2) Bobby Wagner, MLB, Seattle Seahawks
It's no coincidence that the Seahawks' defense took a step back when Wagner -- who missed five games last season with a toe injury -- was off the field. He is unquestionably the heart and soul of his unit, bringing a fierce presence and contributing rugged play within the box. The energetic playmaker has superb instincts, awareness and diagnostic skills, but his physicality, toughness and tenacity are what set him apart from most others at the position. Wagner punishes runners and receivers who dare cross into his area, exhibiting exceptional snap and pop on contact. Wagner, who measures 6-0 and 241 pounds, has superior leverage and explosive weight transfer, which prevents runners from falling forward at the end of plays. That's critical to playing winning defense against the dink-and-dunk offenses that live off RAC (run after the catch) yardage on the perimeter.

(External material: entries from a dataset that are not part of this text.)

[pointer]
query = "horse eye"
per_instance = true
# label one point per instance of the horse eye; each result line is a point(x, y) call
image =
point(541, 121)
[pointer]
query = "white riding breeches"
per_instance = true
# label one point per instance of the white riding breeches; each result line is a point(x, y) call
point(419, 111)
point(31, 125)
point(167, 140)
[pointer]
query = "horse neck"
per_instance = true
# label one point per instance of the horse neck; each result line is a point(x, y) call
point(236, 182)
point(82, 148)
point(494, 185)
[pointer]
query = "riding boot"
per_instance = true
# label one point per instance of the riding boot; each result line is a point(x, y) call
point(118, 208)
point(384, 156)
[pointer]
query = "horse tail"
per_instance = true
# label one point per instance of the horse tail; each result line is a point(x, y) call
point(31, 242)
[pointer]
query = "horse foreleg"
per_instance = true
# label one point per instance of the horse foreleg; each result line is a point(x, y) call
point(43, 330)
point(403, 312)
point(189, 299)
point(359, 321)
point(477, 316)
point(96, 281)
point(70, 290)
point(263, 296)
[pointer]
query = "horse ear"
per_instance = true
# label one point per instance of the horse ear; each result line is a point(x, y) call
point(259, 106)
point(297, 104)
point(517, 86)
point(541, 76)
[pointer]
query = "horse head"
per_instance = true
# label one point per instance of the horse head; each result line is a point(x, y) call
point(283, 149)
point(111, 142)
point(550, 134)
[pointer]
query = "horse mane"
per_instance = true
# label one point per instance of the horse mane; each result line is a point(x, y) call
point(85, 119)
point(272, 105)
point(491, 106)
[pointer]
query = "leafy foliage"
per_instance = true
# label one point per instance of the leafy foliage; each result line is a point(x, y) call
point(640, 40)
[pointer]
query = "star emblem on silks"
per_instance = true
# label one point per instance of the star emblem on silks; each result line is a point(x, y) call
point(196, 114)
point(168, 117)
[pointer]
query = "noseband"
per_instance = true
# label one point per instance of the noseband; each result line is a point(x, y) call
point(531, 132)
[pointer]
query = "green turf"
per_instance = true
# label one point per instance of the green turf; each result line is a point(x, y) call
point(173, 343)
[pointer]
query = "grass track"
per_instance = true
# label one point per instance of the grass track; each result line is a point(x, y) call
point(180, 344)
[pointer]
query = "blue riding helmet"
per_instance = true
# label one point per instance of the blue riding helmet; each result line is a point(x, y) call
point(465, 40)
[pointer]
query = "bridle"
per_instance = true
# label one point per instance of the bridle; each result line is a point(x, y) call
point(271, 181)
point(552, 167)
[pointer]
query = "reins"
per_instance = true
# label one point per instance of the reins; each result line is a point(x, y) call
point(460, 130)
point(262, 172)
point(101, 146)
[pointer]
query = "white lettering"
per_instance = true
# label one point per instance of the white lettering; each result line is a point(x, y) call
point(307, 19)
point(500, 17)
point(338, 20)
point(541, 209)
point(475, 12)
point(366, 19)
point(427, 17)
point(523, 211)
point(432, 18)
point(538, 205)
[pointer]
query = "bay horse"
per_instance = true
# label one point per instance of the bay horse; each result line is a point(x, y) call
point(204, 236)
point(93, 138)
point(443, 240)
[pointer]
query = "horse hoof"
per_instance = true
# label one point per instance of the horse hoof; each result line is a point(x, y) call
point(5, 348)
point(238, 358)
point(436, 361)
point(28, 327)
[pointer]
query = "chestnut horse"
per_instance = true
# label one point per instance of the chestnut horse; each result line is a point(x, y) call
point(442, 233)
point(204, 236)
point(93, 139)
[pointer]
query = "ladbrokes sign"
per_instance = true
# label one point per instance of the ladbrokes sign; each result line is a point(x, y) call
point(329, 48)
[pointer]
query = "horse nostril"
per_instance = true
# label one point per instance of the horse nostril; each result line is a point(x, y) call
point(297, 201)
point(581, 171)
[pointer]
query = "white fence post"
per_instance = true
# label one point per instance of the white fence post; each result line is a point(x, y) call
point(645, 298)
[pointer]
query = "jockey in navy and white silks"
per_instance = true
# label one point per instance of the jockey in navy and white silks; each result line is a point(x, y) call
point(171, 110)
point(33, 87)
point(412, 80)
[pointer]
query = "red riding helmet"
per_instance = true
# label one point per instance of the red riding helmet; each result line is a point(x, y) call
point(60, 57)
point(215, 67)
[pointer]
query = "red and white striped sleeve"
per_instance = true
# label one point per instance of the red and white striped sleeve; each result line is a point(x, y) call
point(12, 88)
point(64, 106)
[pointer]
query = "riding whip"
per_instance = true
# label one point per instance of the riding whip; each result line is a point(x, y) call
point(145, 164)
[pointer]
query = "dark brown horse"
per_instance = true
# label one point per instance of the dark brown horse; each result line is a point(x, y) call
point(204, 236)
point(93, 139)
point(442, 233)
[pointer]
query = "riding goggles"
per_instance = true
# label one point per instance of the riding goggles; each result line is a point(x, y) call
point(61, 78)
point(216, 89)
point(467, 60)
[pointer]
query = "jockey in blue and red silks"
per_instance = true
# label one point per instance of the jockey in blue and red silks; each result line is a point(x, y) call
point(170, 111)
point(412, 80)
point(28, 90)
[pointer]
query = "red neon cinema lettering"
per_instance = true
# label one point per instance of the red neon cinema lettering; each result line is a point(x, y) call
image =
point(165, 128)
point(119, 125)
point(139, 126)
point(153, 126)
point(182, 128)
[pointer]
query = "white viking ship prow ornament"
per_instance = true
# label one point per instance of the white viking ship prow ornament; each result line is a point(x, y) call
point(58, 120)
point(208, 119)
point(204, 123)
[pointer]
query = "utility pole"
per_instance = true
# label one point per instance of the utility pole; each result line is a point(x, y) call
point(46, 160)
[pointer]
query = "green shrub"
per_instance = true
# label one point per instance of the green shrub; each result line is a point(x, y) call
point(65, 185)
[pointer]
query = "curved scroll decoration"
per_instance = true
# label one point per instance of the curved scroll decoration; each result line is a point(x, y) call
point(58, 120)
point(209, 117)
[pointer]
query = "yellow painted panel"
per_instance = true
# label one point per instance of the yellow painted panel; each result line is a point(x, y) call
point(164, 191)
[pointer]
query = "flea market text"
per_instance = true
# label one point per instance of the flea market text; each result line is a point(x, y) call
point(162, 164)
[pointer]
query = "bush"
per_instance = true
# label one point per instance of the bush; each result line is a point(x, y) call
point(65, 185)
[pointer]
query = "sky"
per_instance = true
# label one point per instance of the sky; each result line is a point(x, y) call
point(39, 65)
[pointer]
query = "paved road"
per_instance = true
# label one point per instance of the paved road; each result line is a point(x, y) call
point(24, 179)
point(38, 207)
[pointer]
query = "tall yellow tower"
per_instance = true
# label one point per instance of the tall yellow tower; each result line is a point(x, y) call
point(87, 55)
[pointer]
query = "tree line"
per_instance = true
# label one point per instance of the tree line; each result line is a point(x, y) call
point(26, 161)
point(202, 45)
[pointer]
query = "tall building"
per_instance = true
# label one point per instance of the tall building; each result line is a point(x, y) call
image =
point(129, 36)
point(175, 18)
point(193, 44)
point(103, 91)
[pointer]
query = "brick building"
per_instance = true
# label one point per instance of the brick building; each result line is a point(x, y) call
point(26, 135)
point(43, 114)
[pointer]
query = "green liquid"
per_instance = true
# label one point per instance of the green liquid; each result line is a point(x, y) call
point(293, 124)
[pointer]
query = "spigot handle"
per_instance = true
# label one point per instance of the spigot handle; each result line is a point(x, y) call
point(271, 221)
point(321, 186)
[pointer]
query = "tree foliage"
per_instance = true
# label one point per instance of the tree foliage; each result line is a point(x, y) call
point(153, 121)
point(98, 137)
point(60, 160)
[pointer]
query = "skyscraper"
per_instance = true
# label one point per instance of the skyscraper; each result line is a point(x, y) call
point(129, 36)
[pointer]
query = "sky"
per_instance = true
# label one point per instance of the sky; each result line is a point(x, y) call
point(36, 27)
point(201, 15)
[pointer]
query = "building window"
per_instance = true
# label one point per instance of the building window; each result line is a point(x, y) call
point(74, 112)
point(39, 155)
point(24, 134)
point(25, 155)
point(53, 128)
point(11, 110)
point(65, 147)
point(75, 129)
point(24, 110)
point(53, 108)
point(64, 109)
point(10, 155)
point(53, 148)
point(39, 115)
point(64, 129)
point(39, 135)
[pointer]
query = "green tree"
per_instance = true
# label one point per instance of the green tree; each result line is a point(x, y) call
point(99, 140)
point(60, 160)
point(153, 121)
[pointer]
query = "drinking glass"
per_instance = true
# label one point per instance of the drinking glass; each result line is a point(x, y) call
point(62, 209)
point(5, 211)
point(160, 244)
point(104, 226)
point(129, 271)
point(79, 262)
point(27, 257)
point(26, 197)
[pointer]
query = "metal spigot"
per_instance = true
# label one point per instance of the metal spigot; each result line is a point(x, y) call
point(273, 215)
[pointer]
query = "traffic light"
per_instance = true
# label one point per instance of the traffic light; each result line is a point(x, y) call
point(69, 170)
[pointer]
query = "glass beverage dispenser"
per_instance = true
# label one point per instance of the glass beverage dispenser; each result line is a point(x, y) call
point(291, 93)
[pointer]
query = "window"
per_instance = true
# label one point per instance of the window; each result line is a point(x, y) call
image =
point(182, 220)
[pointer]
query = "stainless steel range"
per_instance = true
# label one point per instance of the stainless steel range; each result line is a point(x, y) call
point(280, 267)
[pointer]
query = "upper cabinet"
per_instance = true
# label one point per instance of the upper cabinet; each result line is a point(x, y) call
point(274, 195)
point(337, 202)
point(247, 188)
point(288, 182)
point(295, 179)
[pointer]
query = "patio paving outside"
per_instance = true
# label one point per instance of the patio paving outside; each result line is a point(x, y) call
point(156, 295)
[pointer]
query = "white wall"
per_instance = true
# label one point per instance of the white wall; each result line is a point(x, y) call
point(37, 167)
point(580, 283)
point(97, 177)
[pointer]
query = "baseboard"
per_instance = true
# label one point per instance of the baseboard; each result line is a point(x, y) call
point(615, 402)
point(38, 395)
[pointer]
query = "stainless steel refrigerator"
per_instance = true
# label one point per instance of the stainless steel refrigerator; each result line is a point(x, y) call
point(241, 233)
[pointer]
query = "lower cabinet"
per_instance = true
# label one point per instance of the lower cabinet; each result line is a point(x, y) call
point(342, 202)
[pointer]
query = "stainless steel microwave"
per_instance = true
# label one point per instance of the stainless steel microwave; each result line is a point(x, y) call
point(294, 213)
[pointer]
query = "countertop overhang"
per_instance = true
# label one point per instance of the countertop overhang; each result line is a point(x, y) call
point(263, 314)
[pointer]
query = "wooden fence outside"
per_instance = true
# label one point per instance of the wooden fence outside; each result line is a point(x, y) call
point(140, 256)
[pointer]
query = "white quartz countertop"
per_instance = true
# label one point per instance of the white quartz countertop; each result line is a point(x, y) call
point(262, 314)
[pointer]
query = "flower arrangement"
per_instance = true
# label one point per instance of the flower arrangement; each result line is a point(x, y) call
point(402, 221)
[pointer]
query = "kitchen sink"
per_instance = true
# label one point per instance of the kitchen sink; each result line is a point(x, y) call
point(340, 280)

Given the continued dominance of the Seahawks' defense and Wagner's annual impact on the unit with his tackling prowess, the fourth-year pro certainly deserves this spot.
1) Luke Kuechly, MLB, Carolina Panthers
The Panthers' hard-hitting linebacker claimed the 2012 Defensive Rookie of the Year and 2013 Defensive Player of the Year awards on the strength of his tackling prowess and playmaking ability between the hashes. Kuechly is a vicious hitter capable of stoning power runners in the hole or snatching elusive runners attempting to turn the corner on outside runs. Most impressively, the fourth-year pro is a new-school middle linebacker with an old-school mentality and game; that is to say, he's athletic and rangy, but he's also an imposing force and physical hitter. With a ton of production (473 tackles, six sacks and seven picks in three seasons) to validate his contributions to the Panthers' stingy defense, it's easy to place Kuechly at No. 1, especially after watching how his physicality, toughness and intimidation wear down opponents over the course of a game.